The response data schema depends on the query that was specified. In this example, it consists of these nodes and fields:
-
Response
Response Schema Field/Node Notes accounts
Node of accounts being queried balance
Value of queried account id
ID of queried account name
Name of queried account
-
-
Refresh: Click the refresh icon or the word Refresh to regenerate schemas from the Amazon Redshift endpoint. This action also regenerates a schema in other locations throughout the project where the same schema is referenced, such as in an adjacent transformation.
-
Back: Click to temporarily store the configuration for this step and return to the previous step.
-
Finished: Click to save the configuration for all steps and close the activity configuration.
-
Discard Changes: After making changes, click to close the configuration without saving changes made to any step. A message asks you to confirm that you want to discard changes.
Next steps
After configuring an Amazon Redshift Query activity, complete the configuration of the operation by adding and configuring other activities, transformations, or scripts as operation steps. You can also configure the operation settings, which include the ability to chain operations together that are in the same or different workflows.

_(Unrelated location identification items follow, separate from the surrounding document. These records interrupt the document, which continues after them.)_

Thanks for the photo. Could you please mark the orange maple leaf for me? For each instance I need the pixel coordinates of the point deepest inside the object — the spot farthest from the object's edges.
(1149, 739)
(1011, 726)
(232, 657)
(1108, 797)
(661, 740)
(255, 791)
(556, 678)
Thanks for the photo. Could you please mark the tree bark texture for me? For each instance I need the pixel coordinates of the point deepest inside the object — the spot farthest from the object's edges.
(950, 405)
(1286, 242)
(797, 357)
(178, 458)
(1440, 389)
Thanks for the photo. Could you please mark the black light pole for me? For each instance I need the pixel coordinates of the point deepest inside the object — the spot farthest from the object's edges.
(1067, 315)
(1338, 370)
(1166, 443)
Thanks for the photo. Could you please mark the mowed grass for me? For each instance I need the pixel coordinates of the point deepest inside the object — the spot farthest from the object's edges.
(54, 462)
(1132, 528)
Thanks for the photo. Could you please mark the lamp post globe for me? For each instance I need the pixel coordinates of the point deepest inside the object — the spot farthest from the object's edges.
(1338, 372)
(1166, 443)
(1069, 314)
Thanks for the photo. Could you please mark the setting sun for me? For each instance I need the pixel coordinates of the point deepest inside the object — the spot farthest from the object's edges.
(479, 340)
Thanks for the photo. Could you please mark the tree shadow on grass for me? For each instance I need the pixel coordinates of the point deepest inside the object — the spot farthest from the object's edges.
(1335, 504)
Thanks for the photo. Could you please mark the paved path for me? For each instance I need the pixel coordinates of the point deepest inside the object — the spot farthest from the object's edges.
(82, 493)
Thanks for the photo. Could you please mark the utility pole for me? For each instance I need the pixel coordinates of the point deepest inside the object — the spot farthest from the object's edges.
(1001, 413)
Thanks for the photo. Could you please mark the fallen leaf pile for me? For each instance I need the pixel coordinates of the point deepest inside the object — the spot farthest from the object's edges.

Menu actions for an activity are accessible from the project pane and the design canvas. For details, see Activity actions menu in Connector basics.
Amazon Redshift Query activities can be used as a source with these operation patterns:
- Transformation pattern
- Two-target archive pattern (as the first source only)
- Two-target HTTP archive pattern (as the first source only)
- Two-transformation pattern (as the first source only)
To use the activity with scripting functions, write the data to a temporary location and then use that temporary location in the scripting function.
When ready, deploy and run the operation and validate behavior by checking the operation logs.